Tumore del polmone, via libera europeo alla terapia target per ridurre il rischio che…


Un beneficio senza precedenti. È quello che si ottiene nei pazienti con tumore al polmone a cui viene somministrato, dopo la chirurgia, alectinib, un farmaco che colpisce una specifica mutazione, ALK. I pazienti con questo tipo di malattia sono solo il 4-6% di quanti hanno un tumore al polmone non a piccole cellule, e hanno un profilo particolare: sono in media giovani, raramente fumatori e la loro malattia è particolarmente aggressiva. L’efficacia di alectinib è stata dimostrata dallo studio Alina, in cui i pazienti che hanno ricevuto il farmaco target hanno avuto una riduzione del rischio di recidiva di malattia o di morte del 76%. Risultati che ora hanno convinto la Commissione Europea ad autorizzare l’utilizzo di alectinib per questi pazienti.

“Prima dei risultati dello studio Alina, dopo la chirurgia, i pazienti con malattia Alk positiva venivano trattati con chemioterapia adiuvante come tutti gli altri. La sperimentazione ha sfidato questo modo di procedere mettendo a confronto la chemio con due anni di farmaco orale, dimostrando una superiorità schiacciante del secondo”, spiega Diego Cortinovis, Fondazione IRCCS San Gerardo dei Tintori Monza, Università Milano Bicocca. “Risultati che hanno permesso di cambiare la pratica clinica anche prima dell’autorizzazione europea grazie a programmi di uso compassionevole”.

 

Sapere se il tumore presenta la traslocazione di Alk è quindi indispensabile per poter offrire ai pazienti la migliore cura possibile, fin dalle fase iniziali, prima della chirurgia. “Oggi abbiamo diversi strumenti terapeutici, alcuni dei quali possono essere usati anche prima dell’intervento di resezione del tumore. Sappiamo però che il tumore Alk riarrangiato non risponde bene all’immunoterapia, per esempio. Sapere se un paziente presenta questa alterazione ci permette di trattarlo nella maniera più efficace possibile: indirizzandolo verso una chirurgia specifica e poi alla terapia con alectinib”, sottolinea Cortinovis. Da qui l’importanza di un team multidisciplinare che discuta, fin dall’individuazione del nodulo sospetto, ogni singolo caso.
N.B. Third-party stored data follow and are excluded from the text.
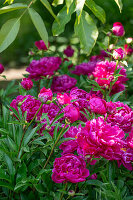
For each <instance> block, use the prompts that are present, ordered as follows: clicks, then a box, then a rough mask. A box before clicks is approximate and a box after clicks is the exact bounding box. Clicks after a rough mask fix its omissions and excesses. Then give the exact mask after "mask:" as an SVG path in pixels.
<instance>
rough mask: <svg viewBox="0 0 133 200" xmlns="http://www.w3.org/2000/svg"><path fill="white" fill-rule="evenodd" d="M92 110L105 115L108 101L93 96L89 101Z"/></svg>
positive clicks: (92, 110)
mask: <svg viewBox="0 0 133 200" xmlns="http://www.w3.org/2000/svg"><path fill="white" fill-rule="evenodd" d="M89 103H90V108H91V111H92V112H94V113H96V114H101V115H104V114H105V113H106V101H105V100H104V99H100V98H95V97H94V98H92V99H90V101H89Z"/></svg>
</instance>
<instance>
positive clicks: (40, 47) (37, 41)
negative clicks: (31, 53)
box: [35, 40, 49, 51]
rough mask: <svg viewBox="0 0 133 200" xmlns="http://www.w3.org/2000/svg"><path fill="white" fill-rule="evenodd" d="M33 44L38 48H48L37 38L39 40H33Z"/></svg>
mask: <svg viewBox="0 0 133 200" xmlns="http://www.w3.org/2000/svg"><path fill="white" fill-rule="evenodd" d="M35 46H36V47H37V48H38V49H39V50H44V51H46V50H48V48H47V47H46V44H45V43H44V41H43V40H39V41H36V42H35ZM48 47H49V44H48Z"/></svg>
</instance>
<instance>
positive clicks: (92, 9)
mask: <svg viewBox="0 0 133 200" xmlns="http://www.w3.org/2000/svg"><path fill="white" fill-rule="evenodd" d="M85 4H86V6H87V7H88V8H89V9H90V10H91V11H92V12H93V14H94V15H95V16H96V17H97V18H98V19H99V20H101V22H102V23H103V24H104V23H105V22H106V14H105V11H104V10H103V9H102V8H101V7H100V6H98V5H97V4H96V3H95V2H94V1H93V0H86V2H85Z"/></svg>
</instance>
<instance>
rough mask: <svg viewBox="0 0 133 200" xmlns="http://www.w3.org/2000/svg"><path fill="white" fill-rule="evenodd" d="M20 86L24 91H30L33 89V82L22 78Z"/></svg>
mask: <svg viewBox="0 0 133 200" xmlns="http://www.w3.org/2000/svg"><path fill="white" fill-rule="evenodd" d="M21 86H22V87H23V88H24V89H25V90H30V89H31V88H32V87H33V82H32V80H31V79H30V78H23V79H22V81H21Z"/></svg>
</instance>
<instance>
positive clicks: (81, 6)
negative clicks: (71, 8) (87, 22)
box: [76, 0, 85, 23]
mask: <svg viewBox="0 0 133 200" xmlns="http://www.w3.org/2000/svg"><path fill="white" fill-rule="evenodd" d="M84 4H85V0H77V1H76V13H77V15H78V23H79V22H80V17H81V14H82V10H83V8H84Z"/></svg>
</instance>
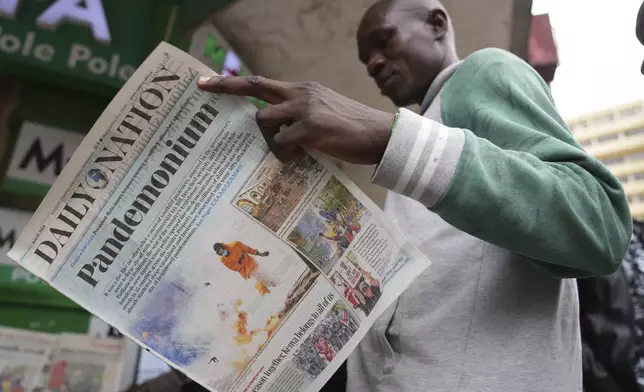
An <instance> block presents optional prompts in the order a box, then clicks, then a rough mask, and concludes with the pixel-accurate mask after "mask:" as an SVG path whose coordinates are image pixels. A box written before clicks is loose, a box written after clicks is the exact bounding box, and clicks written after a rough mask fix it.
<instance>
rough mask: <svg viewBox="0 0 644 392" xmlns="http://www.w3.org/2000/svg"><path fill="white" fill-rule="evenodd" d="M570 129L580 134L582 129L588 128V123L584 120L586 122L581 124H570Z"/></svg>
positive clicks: (583, 122) (585, 120) (577, 122)
mask: <svg viewBox="0 0 644 392" xmlns="http://www.w3.org/2000/svg"><path fill="white" fill-rule="evenodd" d="M569 127H570V130H571V131H573V132H578V131H579V130H581V129H584V128H588V121H586V120H584V121H579V122H576V123H572V124H570V126H569Z"/></svg>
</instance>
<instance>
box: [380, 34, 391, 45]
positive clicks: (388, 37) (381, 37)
mask: <svg viewBox="0 0 644 392" xmlns="http://www.w3.org/2000/svg"><path fill="white" fill-rule="evenodd" d="M392 36H393V34H392V33H391V32H387V33H384V34H382V35H381V36H380V49H385V48H386V47H387V46H388V45H389V41H391V37H392Z"/></svg>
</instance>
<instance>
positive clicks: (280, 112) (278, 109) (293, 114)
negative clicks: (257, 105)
mask: <svg viewBox="0 0 644 392" xmlns="http://www.w3.org/2000/svg"><path fill="white" fill-rule="evenodd" d="M297 117H298V113H297V108H296V107H295V106H294V105H293V104H292V103H290V102H285V103H282V104H279V105H272V106H266V107H264V108H261V109H259V110H258V111H257V112H256V113H255V120H256V121H257V125H259V126H260V127H271V128H276V129H277V130H278V131H279V130H280V128H281V127H282V126H284V125H291V124H292V123H293V122H295V121H296V120H297Z"/></svg>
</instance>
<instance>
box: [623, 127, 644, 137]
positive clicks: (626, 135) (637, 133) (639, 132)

La terapia con alectinib in fase adiuvante, rispetto alla chemioterapia, oltre a portare un significativo miglioramento in termini di sopravvivenza libera da malattia, migliora la qualità della vita fisica e mentale, un risultato che viene mantenuto oltre i due anni di trattamento. Lo hanno dimostrato i dati presentati all’ultimo congresso della Società americana di oncologia medica (Asco) che si è svolto all’inizio di giugno a Chicago. L’analisi dei patient related outcomes (PROs), questionari che i pazienti compilano durante la terapia, ha evidenziato come sebbene la terapia con alectinib duri due anni – a fronte dei tre mesi di chemioterapia – la qualità di vita dei pazienti si mantenga buona lungo tutto il periodo. “I pazienti con malattia Alk traslocata sono in media giovani e pongono molta attenzione alla possibilità di continuare a svolgere la loro vita. È fondamentale guardare a quello che vogliono i pazienti e con questo studio lo sappiamo perché è stato valutato a partire dai PROs, cioè dalla voce dei pazienti, uno strumento che dovrebbe entrare sempre di più nella valutazione dei farmaci”, conclude Cortinovis.